O tempo retido ou lembrado e as sucessivas formas de repetição do passado podem ser vistas como sendo controladas por nós. Esse acesso ao passado é interpetrado como um poder nosso, que podemos activar e desactivar quando e como quisermos. Mas o passado que situa a culpa não é acessível por um controle da situação. É absolutamente incontrolável. Com ela dá-se um descontrolo total da situação de sossego em que habitualmente nos encontramos. Ficamos sem abrigo. Há uma notificação pessoal cujo passado nos ultrapassa, sem que possamos aspirar a qualquer poder sobre ele.
O arrependimento é uma experiência de afectação da pessoa no seu ser. O conteúdo do arrependimento é algo que nos lança para um conteúdo fáctico não anulável no seu ser, mas ao mesmo tempo, percebemos que é acompanhado pela abertura da compreensão que nos permite perceber que tudo poderia ter sido diferente. Esta compreensão abre-nos a uma outra possibilidade, deixamos de viver colados às coisas, para nos deslocarmos para a dimensão que abre à vida no seu todo, na totalidade cabal e fechada do tempo do qual decorre futuro, passado e presente. Saber que tudo poderia ter sido diferente, saber que a partir de dada altura tudo será diferente, mostra aberturas para tudo, para o teor do sentido em que a vida vai passar a ser vivida, e assim também tudo o que lá se passa, todas as situações em que nos encontramos.

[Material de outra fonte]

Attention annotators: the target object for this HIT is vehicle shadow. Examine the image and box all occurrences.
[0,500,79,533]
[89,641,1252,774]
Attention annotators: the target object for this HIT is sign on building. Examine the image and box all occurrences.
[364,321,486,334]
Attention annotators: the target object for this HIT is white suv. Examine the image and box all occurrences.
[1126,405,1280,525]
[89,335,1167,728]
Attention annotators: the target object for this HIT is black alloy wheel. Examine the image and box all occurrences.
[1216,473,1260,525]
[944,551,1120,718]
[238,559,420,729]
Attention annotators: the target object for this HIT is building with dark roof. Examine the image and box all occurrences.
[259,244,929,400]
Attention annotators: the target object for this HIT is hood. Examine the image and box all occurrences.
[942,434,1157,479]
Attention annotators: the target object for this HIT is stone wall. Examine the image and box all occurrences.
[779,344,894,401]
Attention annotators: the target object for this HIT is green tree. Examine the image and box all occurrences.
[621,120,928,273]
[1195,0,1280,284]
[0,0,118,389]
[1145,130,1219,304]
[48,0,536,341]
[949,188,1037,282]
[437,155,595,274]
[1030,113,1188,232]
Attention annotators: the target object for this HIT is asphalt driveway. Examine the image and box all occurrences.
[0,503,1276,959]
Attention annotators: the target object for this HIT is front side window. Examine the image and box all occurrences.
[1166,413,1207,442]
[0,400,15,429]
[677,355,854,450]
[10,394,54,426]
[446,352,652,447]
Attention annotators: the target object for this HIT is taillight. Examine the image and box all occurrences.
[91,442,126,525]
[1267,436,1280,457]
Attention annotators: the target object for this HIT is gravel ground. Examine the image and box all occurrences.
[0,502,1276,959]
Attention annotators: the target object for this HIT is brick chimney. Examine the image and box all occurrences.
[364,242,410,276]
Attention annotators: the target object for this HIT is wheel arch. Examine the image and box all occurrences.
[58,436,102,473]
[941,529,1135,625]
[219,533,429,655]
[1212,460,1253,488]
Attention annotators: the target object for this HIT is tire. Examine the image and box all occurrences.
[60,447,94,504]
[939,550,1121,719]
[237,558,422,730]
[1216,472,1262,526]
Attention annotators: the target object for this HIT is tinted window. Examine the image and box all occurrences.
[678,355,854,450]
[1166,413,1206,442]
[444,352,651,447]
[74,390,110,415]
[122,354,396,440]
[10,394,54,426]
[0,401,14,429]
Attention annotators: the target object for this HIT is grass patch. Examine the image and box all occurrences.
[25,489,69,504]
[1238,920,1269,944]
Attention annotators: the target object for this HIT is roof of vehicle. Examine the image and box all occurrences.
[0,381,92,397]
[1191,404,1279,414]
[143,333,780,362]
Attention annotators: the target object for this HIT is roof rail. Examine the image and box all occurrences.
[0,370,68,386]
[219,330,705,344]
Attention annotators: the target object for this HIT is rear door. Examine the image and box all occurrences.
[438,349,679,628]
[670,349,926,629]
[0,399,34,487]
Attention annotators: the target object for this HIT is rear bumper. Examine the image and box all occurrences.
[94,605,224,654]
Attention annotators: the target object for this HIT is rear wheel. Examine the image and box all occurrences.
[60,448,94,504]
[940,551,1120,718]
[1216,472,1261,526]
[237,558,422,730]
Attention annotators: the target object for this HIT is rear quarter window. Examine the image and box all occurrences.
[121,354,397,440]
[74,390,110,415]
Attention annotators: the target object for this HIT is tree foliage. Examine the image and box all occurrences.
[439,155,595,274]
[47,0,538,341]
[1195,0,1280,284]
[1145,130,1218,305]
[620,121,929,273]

A situação de arrependimento faz ver a não alterabilidade do passado, a não anulabilidade do passado. Ao compreender-se que tudo poderia ser diferente, desencadeia-se uma abertura ao presente que abre a possibilidade de nos deslocarmos e seguir em frente. O teor do sentido aberto pelo arrependimento tem um futuro poder vir a ser diferente do que se foi. O arrependimento tem assim uma dimensão extáctica futura. Do mesmo modo que para a sua dimensão histórica, o futuro do arrependimento não coincide em teor, conteúdo, sentido e extensão com o futuro protensivo do tempo teórico.
2) Morte
a) O acesso ao fenómeno de morte
Concentrêmo-nos, agora, desta feita, naquela forma extrema em que a situação limite da vida humana dá mostras de si à unidade fundamental do sentido em nós, a possibilidade da morte. No volume I do espólio das obras de Max Scheler, "Acerca da Ética e da Teoria do Conhecimento", no ensaio "Morte e Sobrevivência", a morte como possibilidade é interpretada como fundante da experiência do fenómeno de resistência. Mas é no problema da identificação do modo autêntico de aceder ao seu sentido como possibilidade extrema que Scheler começa por se concentrar.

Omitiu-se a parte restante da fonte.